Making things easy is VITAL for me, because I am at heart lazy, so I need to make things in my life set up so that it is easier to get my desired results than it is to sabotage them. There are a number of ways in which I do this already. One thing I’ve been doing for years is I have not bought junk food at the supermarket. It would not, at this point, occur to my husband or myself to buy chips or soda or such at the supermarket because, well, it’s just not on our radar there. At worst, we might buy an item from the bakery, but that is quite rare. Now, this doesn’t mean that in the past 5 years or so we never eat junk food, but I guarantee we eat MUCH less of it than if it were in the house all the time. This way, we only have to fight what’s right in front of us ONCE (at the supermarket) versus EVERY MINUTE (like when you walk past that bag of chips every time you go to the bathroom). It becomes, in effect, *easier* to NOT eat junk than it is to have it (which requires deciding you want it, locating cash, getting dressed, and walking to the store – possibly with kids in tow which means twice as much getting-ready time). Since we are both quite content to just stay put most of the time, we either skip having a “treat”, find something better to snack on (like pineapple!), or go all out and make something from scratch – which at least I can pronounce all the ingredients in! It’s a win on all fronts, and all because it takes advantage of my being lazy LOL. There was an excellent study done that relates somewhat to this where they studied how many candies a secretary would eat if the candy dish was a) on the desk and in a clear jar, b) on the desk in an opaque jar, c) on a counter a several steps away from the desk in a clear jar and d) several steps away from the desk in an opaque jar. Can you guess which one was the “best” for your diet? 🙂 Mindless Eating, which covers all this research, is a book I plan to get very, very soon.
So, with all that in mind, some of the ways I plan to make thing easy for myself are:
Food: Make sure my breakfast & lunch containers are the right sizes I need, fit in my bag and hold enough food, and get in the habit of not putting them “away” – instead I want to wash them when I get home and then pack them right away for the next day – the exception for this is my smoothie as it literally takes 2 minutes to make, though I may do it the night before for the first few days anyway as I’ve had a hard time getting up in the morning lately.
Gym clothes: I currently wear my sneakers to work every day, so that is easy. I’m having to borrow track pants from Deme though as I don’t have any myself, and none of the stuff I dance in is stuff I want to be at the gym in (think “Hello!” on my ass…I just don’t want quite that much attention in the gym!). I do however have plenty of T-shirts. One of the things that I think would be a good idea is to bring in a bag to keep at work just for going to/from the gym with. This will make life easier for me because my day-to-day bag is often filled with dance clothes, shoes, food, and other sundries and so is much bulkier than I need just to go workout. It’s a little thing, but I think it will help.

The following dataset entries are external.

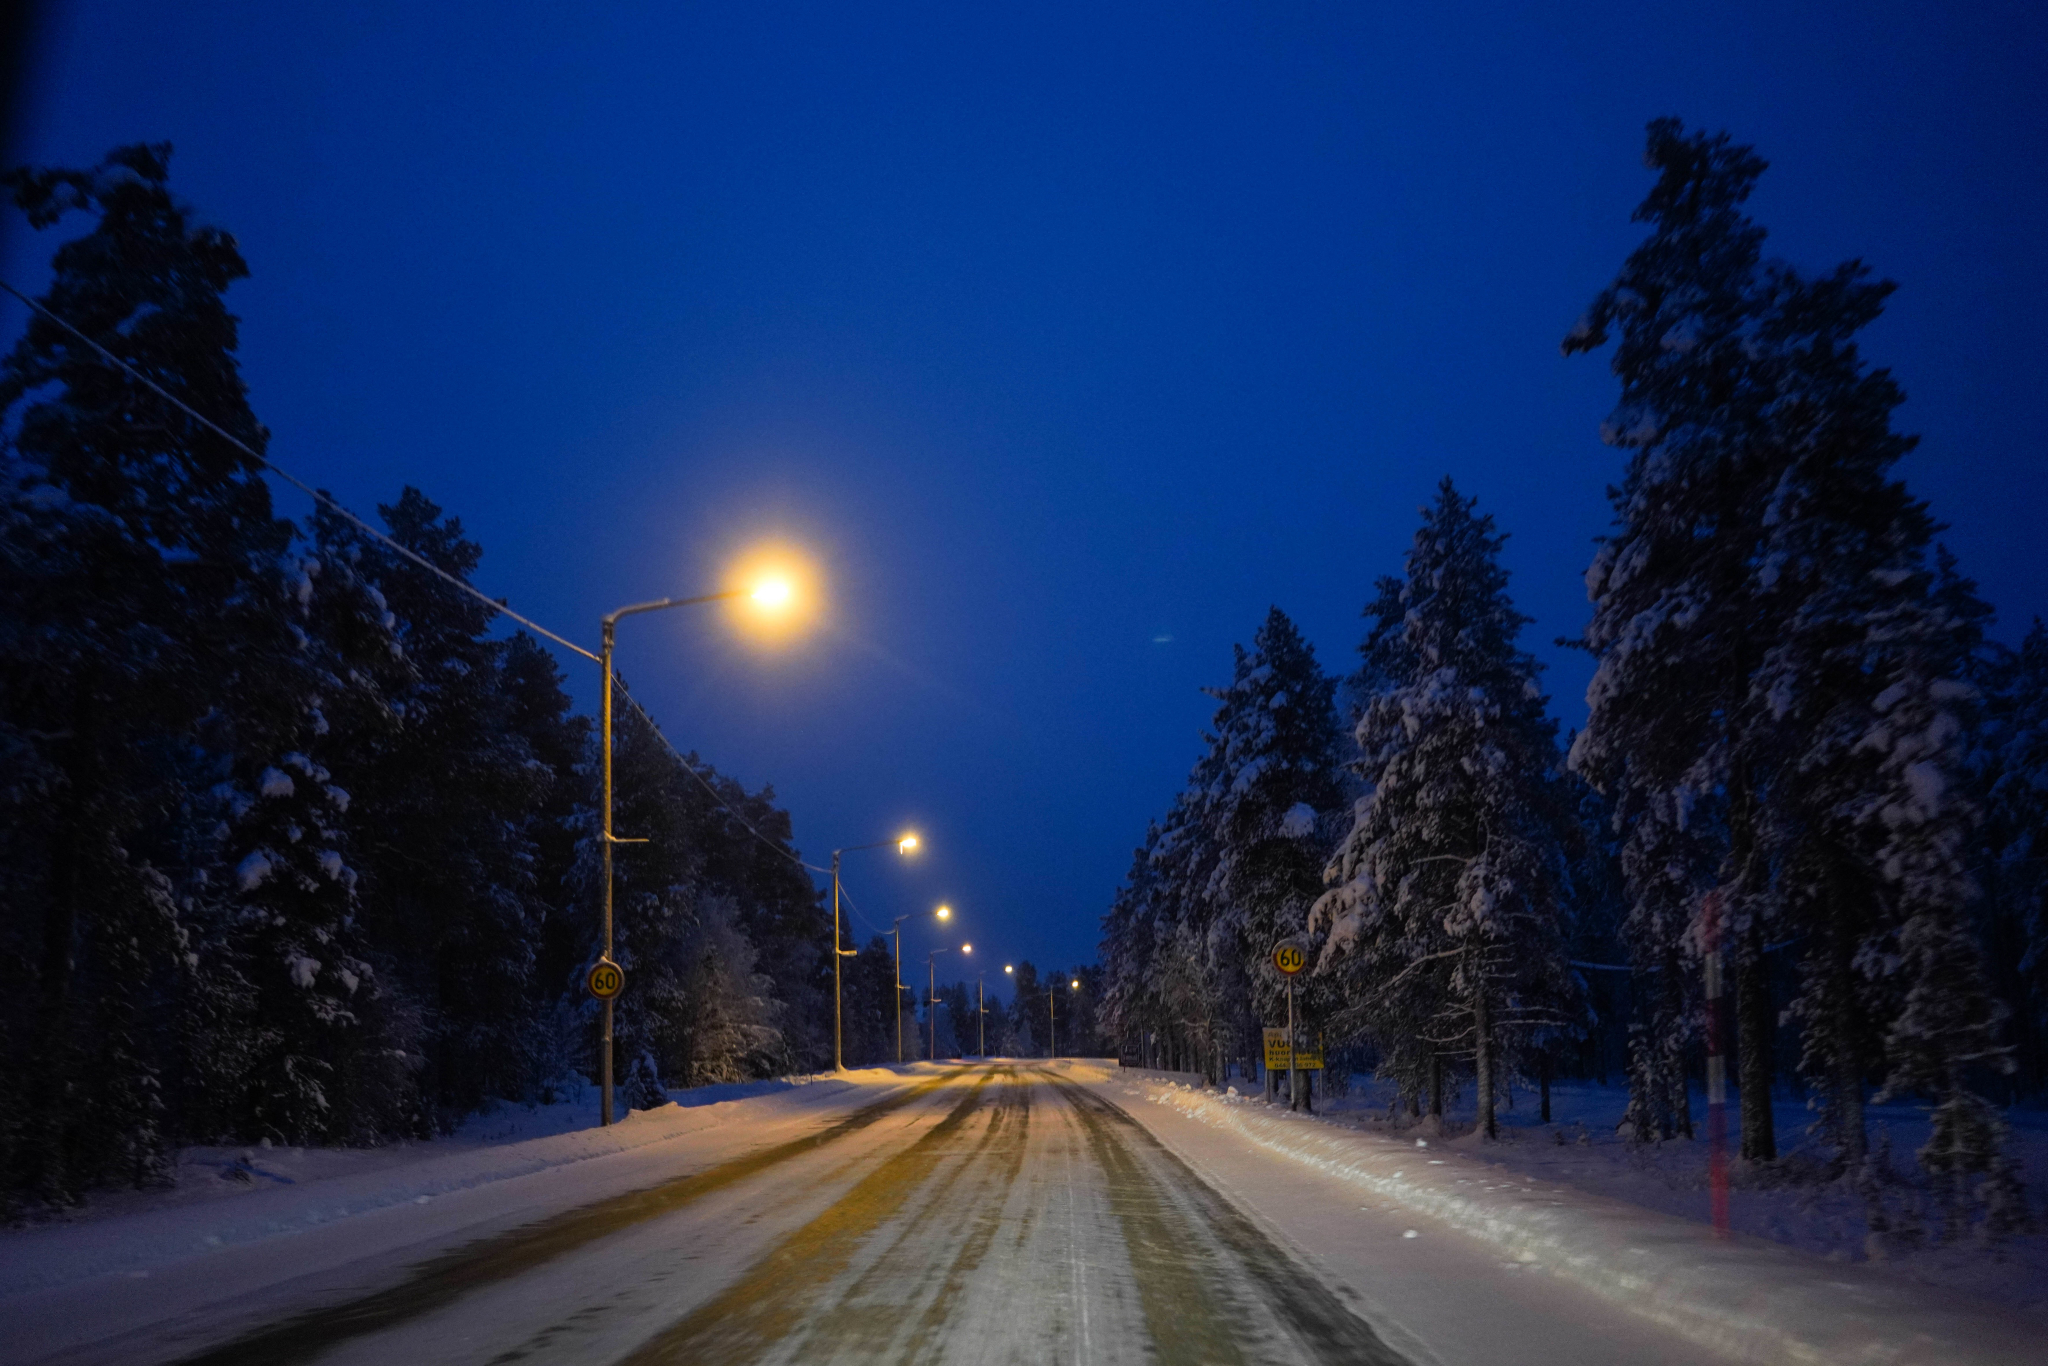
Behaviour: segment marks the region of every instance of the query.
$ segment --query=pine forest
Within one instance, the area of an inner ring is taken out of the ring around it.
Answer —
[[[1740,1161],[1778,1160],[1795,1088],[1885,1227],[1865,1111],[1910,1103],[1937,1224],[1995,1237],[2025,1217],[2002,1111],[2048,1091],[2048,629],[1986,634],[1896,475],[1904,392],[1858,348],[1893,286],[1770,257],[1765,163],[1726,135],[1659,120],[1645,164],[1645,236],[1563,340],[1619,381],[1611,530],[1560,642],[1594,664],[1583,727],[1550,713],[1508,528],[1446,478],[1355,668],[1277,608],[1237,650],[1103,920],[1104,1029],[1257,1077],[1292,943],[1321,1075],[1439,1131],[1447,1096],[1484,1141],[1509,1088],[1548,1120],[1554,1079],[1614,1076],[1630,1141],[1689,1140],[1711,1055]]]

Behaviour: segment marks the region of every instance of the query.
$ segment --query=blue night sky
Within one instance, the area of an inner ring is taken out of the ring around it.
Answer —
[[[2048,8],[1557,8],[55,5],[8,160],[174,142],[273,457],[421,486],[565,634],[809,547],[803,645],[671,613],[622,672],[814,860],[925,834],[852,856],[869,922],[1064,963],[1231,643],[1277,604],[1349,670],[1445,473],[1583,716],[1548,642],[1620,461],[1558,343],[1656,115],[1771,161],[1777,254],[1901,282],[1907,477],[2000,634],[2048,614]],[[11,224],[6,278],[54,245]]]

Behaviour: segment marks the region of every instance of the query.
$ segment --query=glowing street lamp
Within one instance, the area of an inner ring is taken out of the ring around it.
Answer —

Tracking: Bring the scale upstairs and set everything up for it to be very easy for me to note everything down in the morning. Extra steps = I won’t do it, so I’m looking to eliminate any.
I am a big believer in tracking things. Which is not to say I always have – I am unerringly lazy, recall! – but I do love seeing statistics. So, for the course of the next month or so, I will be my own personal science experiment. Some things will not be as precise as I would like (for instance, I would love to get baseline readings for things like the iron levels in my blood, but I am not waiting until I get to the doctor to start!) but still will be good to know. I will be tracking my weight, measurements (weekly most likely), amount of sleep I get, heart rate in the morning, food intake, workouts, body temperature in the morning, whether I am sore, and my moods and energy levels. I will also be tracking whether I did my morning routine and bedtime routine as I am sure this will correlate with both my energy and mood levels and my eating success – being prepared is paramount to making things easy!
I am sure there are quite a few other ways I can (and possibly already do) set up the “easy button” – as I think of them I will share! If you have any good ideas, please let me know in the comments. What do you do that makes staying healthy easy?